De georganiseerde arbeidersklasse zou een grotere rol kunnen spelen naarmate de gebeurtenissen zich verder ontwikkelen. Meer in het algemeen kunnen kwesties op de werkplek (al dan niet in vakbondsgebonden bedrijven) reacties met een politiek karakter uitlokken. Vakbonden, vooral in de publieke sector, waren natuurlijk de drijvende krachten achter de 'Mayday Strong'-coalitie die de acties van 1 mei organiseerde. Daarvoor protesteerden federale werknemers die door de DOGE-bezuinigingen waren ontslagen tegen hun ontslag (en groepen zoals AFGE startten rechtszaken); vakbonden in het hoger onderwijs organiseerden zich tegen de aanvallen op immigranten en op de instellingen zelf; postbeambten kwamen in actie tegen de mogelijkheid van privatisering. Meer recentelijk hebben luchtverkeersleiders op Newark Airport het werk neergelegd omdat ze te maken hadden met stress en gevaar als gevolg van personeelsinkrimpingen.
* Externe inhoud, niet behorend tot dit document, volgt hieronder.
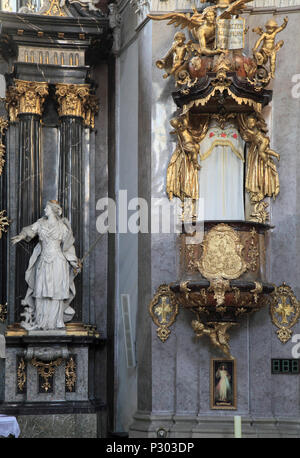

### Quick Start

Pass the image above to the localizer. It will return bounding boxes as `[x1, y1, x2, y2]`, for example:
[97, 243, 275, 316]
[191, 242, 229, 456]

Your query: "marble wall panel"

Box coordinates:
[4, 348, 26, 402]
[17, 413, 97, 438]
[116, 39, 139, 432]
[93, 63, 109, 337]
[136, 21, 153, 415]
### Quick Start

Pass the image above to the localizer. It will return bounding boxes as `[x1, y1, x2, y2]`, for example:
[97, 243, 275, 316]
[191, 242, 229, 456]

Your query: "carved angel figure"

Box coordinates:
[171, 114, 202, 170]
[253, 17, 288, 78]
[166, 114, 210, 201]
[238, 113, 280, 199]
[149, 8, 221, 57]
[192, 319, 236, 359]
[156, 32, 192, 81]
[11, 200, 82, 331]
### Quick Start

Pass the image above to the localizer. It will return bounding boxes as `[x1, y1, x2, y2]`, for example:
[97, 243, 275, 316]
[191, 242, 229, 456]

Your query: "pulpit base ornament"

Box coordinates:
[149, 222, 274, 359]
[149, 278, 273, 359]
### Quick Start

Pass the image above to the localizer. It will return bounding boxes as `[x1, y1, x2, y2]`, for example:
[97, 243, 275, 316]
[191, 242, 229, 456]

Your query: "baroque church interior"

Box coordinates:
[0, 0, 300, 439]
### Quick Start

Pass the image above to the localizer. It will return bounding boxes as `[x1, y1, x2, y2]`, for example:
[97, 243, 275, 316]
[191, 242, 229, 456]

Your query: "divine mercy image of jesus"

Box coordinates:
[211, 359, 236, 409]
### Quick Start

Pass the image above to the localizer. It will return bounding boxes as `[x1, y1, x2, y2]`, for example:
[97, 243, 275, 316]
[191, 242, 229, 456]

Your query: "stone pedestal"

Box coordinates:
[0, 333, 106, 437]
En we kunnen nog meer verwachten.
De gevolgen van Trumps aanvallen op de National Labor Relations Board (NLRB) zullen van invloed zijn op de huidige pogingen tot vakbondsvorming en pogingen om een eerste cao te sluiten, en zullen werknemers wellicht inspireren om zich 'als een vakbond te gedragen', zelfs als er geen door de NLRB gesponsorde verkiezingen worden gehouden. Er kan best weerstand komen als de tarieven (en een mogelijke recessie) hun tol eisen van de werknemers. En hoewel de landelijke algemene staking die UAW-voorzitter Shawn Fain heeft voorgesteld nog drie jaar op zich laat wachten (als die er al komt), kunnen de activiteiten in de tussentijd wel degelijk naar die gebeurtenis toewerken. Het idee van een landelijke staking kan bij veel mensen de verbeelding prikkelen. Hoe dan ook, door de vele aanvallen van Trump is het waarschijnlijk dat de protesten van de arbeidersklasse zich niet zullen beperken tot directe ‘brood-en-boter’-kwesties (of ‘klasse-eisen’), maar dat ze zullen strijden voor iedereen die als zondebok wordt gebruikt, zoals immigranten en LHBTQ+-mensen.
Er zijn geen garanties. Maar er is alle reden om enig optimisme te behouden en onze ogen open te houden.
Dit artikel stond op Tempest. Nederlandse vertaling redactie Grenzeloos.